На этот вопрос он ответил не сразу. Пройдя добрую сотню шагов, сказал каким-то приглушенным голосом:
– Не выбраться Якову из плена. Расстреляют его фашисты. По наведенным справкам, держат они его изолированно от других военнопленных и агитируют за измену Родине.
Помолчав минуту, твердо добавил:
– Нет, Яков предпочтет любую смерть измене Родине.
Чувствовалось, он глубоко переживает за сына. Сидя за столом, И.В. Сталин долго молчал, не притрагиваясь к еде.
Потом, как бы продолжая свои размышления, с горечью произнес:
– Какая тяжелая война.

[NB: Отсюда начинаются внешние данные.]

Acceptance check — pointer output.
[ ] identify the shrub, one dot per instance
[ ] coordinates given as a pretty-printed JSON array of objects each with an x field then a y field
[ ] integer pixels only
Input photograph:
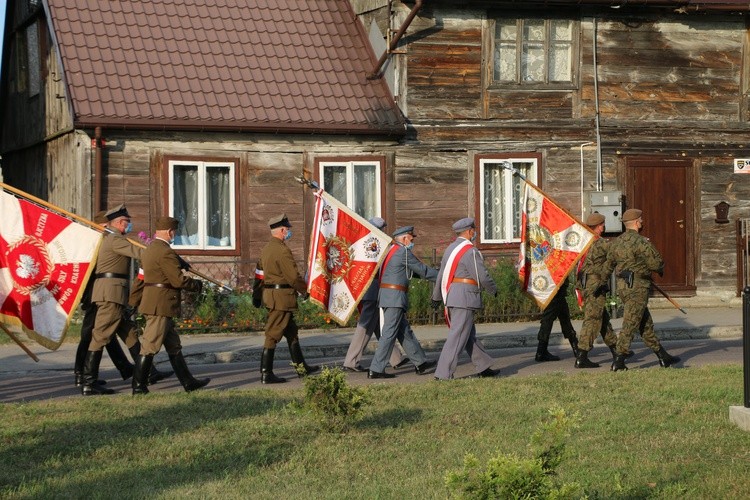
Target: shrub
[
  {"x": 511, "y": 476},
  {"x": 330, "y": 396}
]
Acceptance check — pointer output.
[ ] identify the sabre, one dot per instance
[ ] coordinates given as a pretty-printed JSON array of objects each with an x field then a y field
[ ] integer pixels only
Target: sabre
[{"x": 670, "y": 299}]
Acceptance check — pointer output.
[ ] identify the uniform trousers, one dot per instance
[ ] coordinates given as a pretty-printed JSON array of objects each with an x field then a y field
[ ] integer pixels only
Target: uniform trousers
[
  {"x": 368, "y": 323},
  {"x": 396, "y": 327},
  {"x": 636, "y": 318},
  {"x": 462, "y": 335},
  {"x": 280, "y": 324},
  {"x": 160, "y": 331},
  {"x": 596, "y": 321},
  {"x": 111, "y": 319}
]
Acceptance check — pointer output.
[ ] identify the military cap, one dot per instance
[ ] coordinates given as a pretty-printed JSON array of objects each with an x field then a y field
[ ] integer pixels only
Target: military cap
[
  {"x": 594, "y": 219},
  {"x": 404, "y": 230},
  {"x": 462, "y": 225},
  {"x": 166, "y": 223},
  {"x": 631, "y": 214},
  {"x": 100, "y": 217},
  {"x": 278, "y": 221},
  {"x": 377, "y": 222},
  {"x": 118, "y": 211}
]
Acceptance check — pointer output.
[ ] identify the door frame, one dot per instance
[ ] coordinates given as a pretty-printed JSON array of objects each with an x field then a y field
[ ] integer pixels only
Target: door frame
[{"x": 691, "y": 196}]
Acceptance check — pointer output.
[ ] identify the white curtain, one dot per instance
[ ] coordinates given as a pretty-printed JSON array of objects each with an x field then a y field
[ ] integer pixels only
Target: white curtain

Сколько она унесла жизней наших людей. Видимо, у нас мало останется семей, у которых не погибли близкие… Такие испытания смогли стойко перенести только советские люди, закаленные в борьбе, сильные духом, воспитанные Коммунистической партией»[415].

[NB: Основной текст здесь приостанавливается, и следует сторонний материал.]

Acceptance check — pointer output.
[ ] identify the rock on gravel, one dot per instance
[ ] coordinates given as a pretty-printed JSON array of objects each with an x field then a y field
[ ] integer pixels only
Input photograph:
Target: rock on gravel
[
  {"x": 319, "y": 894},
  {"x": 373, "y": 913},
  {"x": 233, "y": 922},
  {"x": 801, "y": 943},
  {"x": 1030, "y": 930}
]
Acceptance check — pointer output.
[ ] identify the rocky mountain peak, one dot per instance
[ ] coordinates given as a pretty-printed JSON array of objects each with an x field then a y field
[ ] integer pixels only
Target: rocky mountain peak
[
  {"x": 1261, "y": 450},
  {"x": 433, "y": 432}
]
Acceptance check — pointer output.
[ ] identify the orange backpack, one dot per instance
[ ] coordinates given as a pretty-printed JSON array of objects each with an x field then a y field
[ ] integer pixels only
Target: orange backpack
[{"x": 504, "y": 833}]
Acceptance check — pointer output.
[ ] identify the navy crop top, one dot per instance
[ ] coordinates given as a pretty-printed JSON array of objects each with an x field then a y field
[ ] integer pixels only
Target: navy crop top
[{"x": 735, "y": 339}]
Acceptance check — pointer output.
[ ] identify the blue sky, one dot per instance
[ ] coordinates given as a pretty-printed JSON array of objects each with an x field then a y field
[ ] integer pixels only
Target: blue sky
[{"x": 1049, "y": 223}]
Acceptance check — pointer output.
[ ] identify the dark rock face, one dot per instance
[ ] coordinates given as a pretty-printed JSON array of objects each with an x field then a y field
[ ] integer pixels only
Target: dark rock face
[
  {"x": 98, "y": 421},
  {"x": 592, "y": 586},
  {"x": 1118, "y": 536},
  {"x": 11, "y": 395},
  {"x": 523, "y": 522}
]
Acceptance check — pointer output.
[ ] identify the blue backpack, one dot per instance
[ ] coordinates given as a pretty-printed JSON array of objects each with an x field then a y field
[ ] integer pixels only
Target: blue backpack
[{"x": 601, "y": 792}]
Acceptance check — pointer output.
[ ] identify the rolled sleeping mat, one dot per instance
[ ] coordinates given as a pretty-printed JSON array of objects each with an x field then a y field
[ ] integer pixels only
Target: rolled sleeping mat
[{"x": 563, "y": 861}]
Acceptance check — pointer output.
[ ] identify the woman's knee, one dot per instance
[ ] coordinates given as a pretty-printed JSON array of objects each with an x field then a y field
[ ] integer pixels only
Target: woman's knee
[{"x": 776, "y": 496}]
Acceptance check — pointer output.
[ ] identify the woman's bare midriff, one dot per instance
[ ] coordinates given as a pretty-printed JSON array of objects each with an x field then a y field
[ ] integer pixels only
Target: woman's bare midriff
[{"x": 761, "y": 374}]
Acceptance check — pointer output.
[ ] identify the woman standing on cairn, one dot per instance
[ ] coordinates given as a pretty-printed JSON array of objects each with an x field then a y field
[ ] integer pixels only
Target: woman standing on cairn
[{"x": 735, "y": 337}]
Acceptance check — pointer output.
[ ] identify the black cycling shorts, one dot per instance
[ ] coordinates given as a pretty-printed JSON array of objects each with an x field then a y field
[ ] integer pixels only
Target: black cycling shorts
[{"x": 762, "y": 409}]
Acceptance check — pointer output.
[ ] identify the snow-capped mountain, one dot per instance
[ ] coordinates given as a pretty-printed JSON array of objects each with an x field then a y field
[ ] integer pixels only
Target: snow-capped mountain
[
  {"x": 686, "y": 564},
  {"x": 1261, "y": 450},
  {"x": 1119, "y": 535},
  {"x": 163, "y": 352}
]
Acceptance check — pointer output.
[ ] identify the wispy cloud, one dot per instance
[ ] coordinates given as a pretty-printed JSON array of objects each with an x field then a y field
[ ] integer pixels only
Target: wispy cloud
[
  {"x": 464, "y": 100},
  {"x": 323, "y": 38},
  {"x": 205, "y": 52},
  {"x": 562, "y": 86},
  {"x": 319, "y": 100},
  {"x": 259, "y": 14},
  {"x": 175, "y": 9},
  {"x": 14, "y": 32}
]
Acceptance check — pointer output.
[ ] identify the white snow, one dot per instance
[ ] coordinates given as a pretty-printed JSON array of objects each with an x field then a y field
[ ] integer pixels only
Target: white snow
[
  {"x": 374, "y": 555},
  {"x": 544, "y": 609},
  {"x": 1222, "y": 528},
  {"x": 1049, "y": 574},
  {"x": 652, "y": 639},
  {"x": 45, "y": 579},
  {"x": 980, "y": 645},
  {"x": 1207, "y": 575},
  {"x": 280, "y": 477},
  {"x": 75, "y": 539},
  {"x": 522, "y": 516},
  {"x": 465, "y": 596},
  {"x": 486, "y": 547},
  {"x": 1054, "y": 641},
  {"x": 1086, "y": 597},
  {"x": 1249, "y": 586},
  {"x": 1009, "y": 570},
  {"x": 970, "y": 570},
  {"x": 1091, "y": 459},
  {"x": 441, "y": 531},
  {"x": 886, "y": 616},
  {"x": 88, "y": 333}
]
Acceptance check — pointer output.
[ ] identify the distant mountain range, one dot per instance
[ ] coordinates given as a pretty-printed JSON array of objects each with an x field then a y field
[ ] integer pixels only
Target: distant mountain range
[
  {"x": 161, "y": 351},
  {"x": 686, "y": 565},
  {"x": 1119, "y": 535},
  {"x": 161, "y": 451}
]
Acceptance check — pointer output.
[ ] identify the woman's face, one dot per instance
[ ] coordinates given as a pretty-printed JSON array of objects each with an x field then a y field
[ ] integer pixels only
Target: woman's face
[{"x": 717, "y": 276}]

Так что в какой-то избирательности в подходах к данному вопросу Сталина упрекать нельзя: он глубоко верил в то, что все должны подчиняться общим законам и правилам в период войны, ибо без соблюдения этого наступит хаос и неразбериха. Что же касается суровости мер, применявшихся им, особенно в первый период войны, то без них едва ли можно было обойтись. Без них поражение в войне, возможно, явилось бы вовсе не исключенным. Война навязывает всем, в том числе и народам, свою жестокую логику, и ее никак нельзя игнорировать.
Но вернемся к краткому описанию хода смоленского сражения.

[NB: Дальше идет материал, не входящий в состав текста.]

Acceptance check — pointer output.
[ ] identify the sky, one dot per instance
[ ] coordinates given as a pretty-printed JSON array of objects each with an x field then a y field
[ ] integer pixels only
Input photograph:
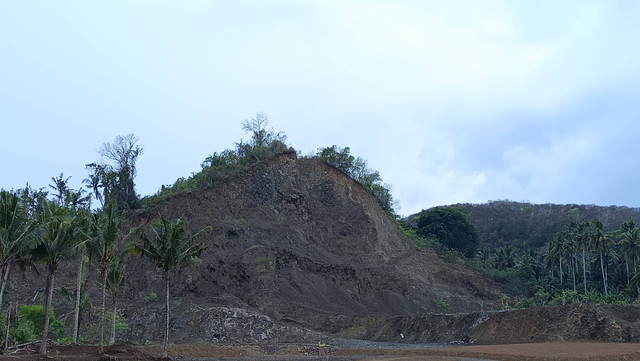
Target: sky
[{"x": 451, "y": 101}]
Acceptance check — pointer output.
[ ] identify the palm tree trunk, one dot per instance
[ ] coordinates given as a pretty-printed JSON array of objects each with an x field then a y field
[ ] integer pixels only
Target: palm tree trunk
[
  {"x": 112, "y": 340},
  {"x": 584, "y": 271},
  {"x": 166, "y": 321},
  {"x": 635, "y": 271},
  {"x": 561, "y": 272},
  {"x": 5, "y": 277},
  {"x": 76, "y": 318},
  {"x": 5, "y": 343},
  {"x": 102, "y": 314},
  {"x": 573, "y": 272},
  {"x": 47, "y": 313},
  {"x": 626, "y": 263},
  {"x": 604, "y": 277}
]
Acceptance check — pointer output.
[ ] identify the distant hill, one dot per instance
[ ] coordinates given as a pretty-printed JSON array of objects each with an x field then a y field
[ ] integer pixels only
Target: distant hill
[
  {"x": 503, "y": 223},
  {"x": 296, "y": 247}
]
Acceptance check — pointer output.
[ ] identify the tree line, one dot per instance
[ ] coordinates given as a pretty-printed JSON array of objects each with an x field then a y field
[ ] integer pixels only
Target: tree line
[
  {"x": 47, "y": 229},
  {"x": 263, "y": 143},
  {"x": 582, "y": 262}
]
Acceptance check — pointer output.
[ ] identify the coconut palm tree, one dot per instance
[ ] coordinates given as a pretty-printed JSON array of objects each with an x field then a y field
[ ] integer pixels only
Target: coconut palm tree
[
  {"x": 601, "y": 244},
  {"x": 105, "y": 237},
  {"x": 115, "y": 284},
  {"x": 17, "y": 234},
  {"x": 166, "y": 245},
  {"x": 630, "y": 247},
  {"x": 60, "y": 237}
]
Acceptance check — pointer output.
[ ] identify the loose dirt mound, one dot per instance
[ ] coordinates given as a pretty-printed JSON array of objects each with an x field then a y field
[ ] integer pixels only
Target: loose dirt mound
[
  {"x": 296, "y": 246},
  {"x": 539, "y": 324},
  {"x": 570, "y": 351}
]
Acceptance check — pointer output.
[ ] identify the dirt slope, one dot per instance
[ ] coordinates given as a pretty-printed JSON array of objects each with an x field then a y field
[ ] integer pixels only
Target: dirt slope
[
  {"x": 296, "y": 245},
  {"x": 613, "y": 323}
]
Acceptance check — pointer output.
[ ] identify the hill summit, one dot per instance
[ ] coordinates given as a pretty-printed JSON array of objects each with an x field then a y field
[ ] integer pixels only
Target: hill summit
[{"x": 296, "y": 247}]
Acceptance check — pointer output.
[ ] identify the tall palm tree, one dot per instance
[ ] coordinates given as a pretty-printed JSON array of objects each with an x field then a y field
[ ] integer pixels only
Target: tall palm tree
[
  {"x": 60, "y": 236},
  {"x": 17, "y": 234},
  {"x": 601, "y": 244},
  {"x": 115, "y": 284},
  {"x": 630, "y": 247},
  {"x": 104, "y": 240},
  {"x": 166, "y": 245},
  {"x": 581, "y": 236}
]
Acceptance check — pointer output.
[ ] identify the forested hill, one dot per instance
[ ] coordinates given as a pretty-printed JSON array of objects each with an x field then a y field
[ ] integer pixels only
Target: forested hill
[{"x": 503, "y": 223}]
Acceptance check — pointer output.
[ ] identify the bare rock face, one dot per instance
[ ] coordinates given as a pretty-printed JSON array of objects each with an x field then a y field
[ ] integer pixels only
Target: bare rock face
[
  {"x": 295, "y": 243},
  {"x": 612, "y": 323}
]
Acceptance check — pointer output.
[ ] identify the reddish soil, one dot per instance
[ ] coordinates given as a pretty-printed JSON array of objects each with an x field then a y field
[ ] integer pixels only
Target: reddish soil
[{"x": 566, "y": 351}]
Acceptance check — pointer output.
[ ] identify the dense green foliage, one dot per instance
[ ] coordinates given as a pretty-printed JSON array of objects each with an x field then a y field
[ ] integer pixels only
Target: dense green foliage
[
  {"x": 357, "y": 168},
  {"x": 522, "y": 224},
  {"x": 581, "y": 262},
  {"x": 166, "y": 244},
  {"x": 264, "y": 143},
  {"x": 450, "y": 227},
  {"x": 29, "y": 324},
  {"x": 113, "y": 179}
]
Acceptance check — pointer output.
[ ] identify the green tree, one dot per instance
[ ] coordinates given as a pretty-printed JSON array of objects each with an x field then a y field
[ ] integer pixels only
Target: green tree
[
  {"x": 166, "y": 244},
  {"x": 630, "y": 247},
  {"x": 60, "y": 237},
  {"x": 114, "y": 179},
  {"x": 18, "y": 233},
  {"x": 115, "y": 284},
  {"x": 103, "y": 245},
  {"x": 601, "y": 245},
  {"x": 357, "y": 168},
  {"x": 450, "y": 226},
  {"x": 263, "y": 143}
]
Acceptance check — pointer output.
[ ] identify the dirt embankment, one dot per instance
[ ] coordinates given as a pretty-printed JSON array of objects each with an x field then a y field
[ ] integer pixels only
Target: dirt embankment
[
  {"x": 539, "y": 324},
  {"x": 296, "y": 248},
  {"x": 569, "y": 351}
]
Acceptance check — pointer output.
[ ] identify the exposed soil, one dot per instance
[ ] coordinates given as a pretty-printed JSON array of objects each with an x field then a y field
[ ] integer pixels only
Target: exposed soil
[{"x": 569, "y": 351}]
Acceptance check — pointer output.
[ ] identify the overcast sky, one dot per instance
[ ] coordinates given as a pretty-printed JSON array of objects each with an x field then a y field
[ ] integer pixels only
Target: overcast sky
[{"x": 452, "y": 101}]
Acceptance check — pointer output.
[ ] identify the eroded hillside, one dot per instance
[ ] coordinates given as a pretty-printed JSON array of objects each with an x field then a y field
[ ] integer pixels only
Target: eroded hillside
[{"x": 295, "y": 245}]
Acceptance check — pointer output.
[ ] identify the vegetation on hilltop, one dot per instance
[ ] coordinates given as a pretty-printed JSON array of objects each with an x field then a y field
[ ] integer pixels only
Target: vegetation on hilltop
[
  {"x": 556, "y": 257},
  {"x": 263, "y": 144}
]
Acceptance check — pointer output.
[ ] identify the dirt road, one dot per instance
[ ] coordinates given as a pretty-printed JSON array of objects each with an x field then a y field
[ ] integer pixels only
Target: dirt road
[{"x": 566, "y": 351}]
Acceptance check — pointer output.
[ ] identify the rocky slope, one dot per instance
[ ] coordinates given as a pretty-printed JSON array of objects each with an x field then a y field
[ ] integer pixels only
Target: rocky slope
[{"x": 295, "y": 245}]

Советские военные историки отмечают следующие ключевые моменты. Несмотря на все усилия, выполнить задачу по разгрому противника в районе Смоленска войска Западного фронта так и не смогли. Хотя, как отмечалось выше, сами немецкие военачальники характеризуют это сражение двояко. Но тем не менее, нашим войскам не удалось перейти в контрнаступление, а разрозненные удары, к тому же на широком фронте, оказались малоэффективными. Однако и эти удары лишили войска группы армий «Центр» маневра в сторону флангов – на Украину и Ленинград, что облегчило положение советских войск на юго-западном и северо-западном направлениях. Смог улучшить положение и Западный фронт: своими ударами он на какое-то время отвлек противника от окруженных в районе Смоленска войск. К 1 августа группа Рокоссовского и войска 16-й и 20-й армий одновременным наступлением навстречу друг другу прорвали кольцо окружения. После шестидневных кровопролитных боев части этих армий наконец-то соединились с главными силами фронта.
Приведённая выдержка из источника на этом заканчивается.